I recently finished reading “And There Was Light,” by Jon Meacham. Being a book reader and not a book critic, I can only say that what Meacham has done for me is to open windows and doors and allow light to pour in on a critical moment in our nation’s history. And he’s given me insights too numerous to count regarding Abraham Lincoln.
And one more thing, well, two: first, I’ve learned that people paid more attention to their language and utterances back in Lincoln’s day. The prose was elevated, expressive, flowing like honey at times, stinging like a bee when necessary, offering balm as well, but mostly concise and indicative of people who placed value in communicating well, who had a command of the English language, remarkably beginning with Lincoln himself, he of little formal education until much later in life. And even back then, a command of the language could provide enemies and friends alike with a potent and persuasive tool, painting one issue with differing palettes in service of opposing ends.
Second, Marjorie Taylor Greene and her recent crass, bilge water utterances about the country needing a divorce reminded me that we have not moved beyond, or have circled back to a dangerous time in our history, with echoes of what Lincoln and others were facing during his Presidency.
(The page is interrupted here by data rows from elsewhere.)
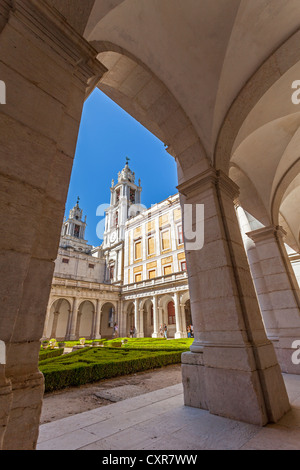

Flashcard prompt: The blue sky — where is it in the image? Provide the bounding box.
[66,89,177,246]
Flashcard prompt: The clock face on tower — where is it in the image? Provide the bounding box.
[109,232,117,243]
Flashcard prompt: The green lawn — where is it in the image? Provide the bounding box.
[39,338,193,392]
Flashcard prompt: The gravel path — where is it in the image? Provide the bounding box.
[40,364,182,424]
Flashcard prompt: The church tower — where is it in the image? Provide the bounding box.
[103,158,142,248]
[102,158,143,283]
[60,198,92,253]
The blindness, the shallowness, the single-minded, unmasked Christian nationalism, and racism– the irrational fury couched in comments by Greene and her ilk are indicative to me that the North’s victory of 1865 has done little to cool the passions or neutralize the venom and hard feelings that have been nursed and nurtured for almost 158 years.
Meacham wrote the book in part to address this very dynamic: that what we’re seeing with the emergence of Trump and Bannon and Greene and Scott and Boebert and Lake and other election deniers, along with Fox News and the sentiments fomenting the events of January 6, 2021, are what’s been seen before– in the years and decades leading up to April 12, 1861 and the firing on Fort Sumter.
Namely, an affinity for autocracy, a deep conviction, informed by religious faith, that all people are not created equal, a visceral fear among white people over a loss of power and control, and a good dose of hubris, a hard-headed pride and stubbornness, just not wanting to be told what to do.
Lincoln’s goal was to preserve the Union. Sadly, there are still many who would prefer it torn apart.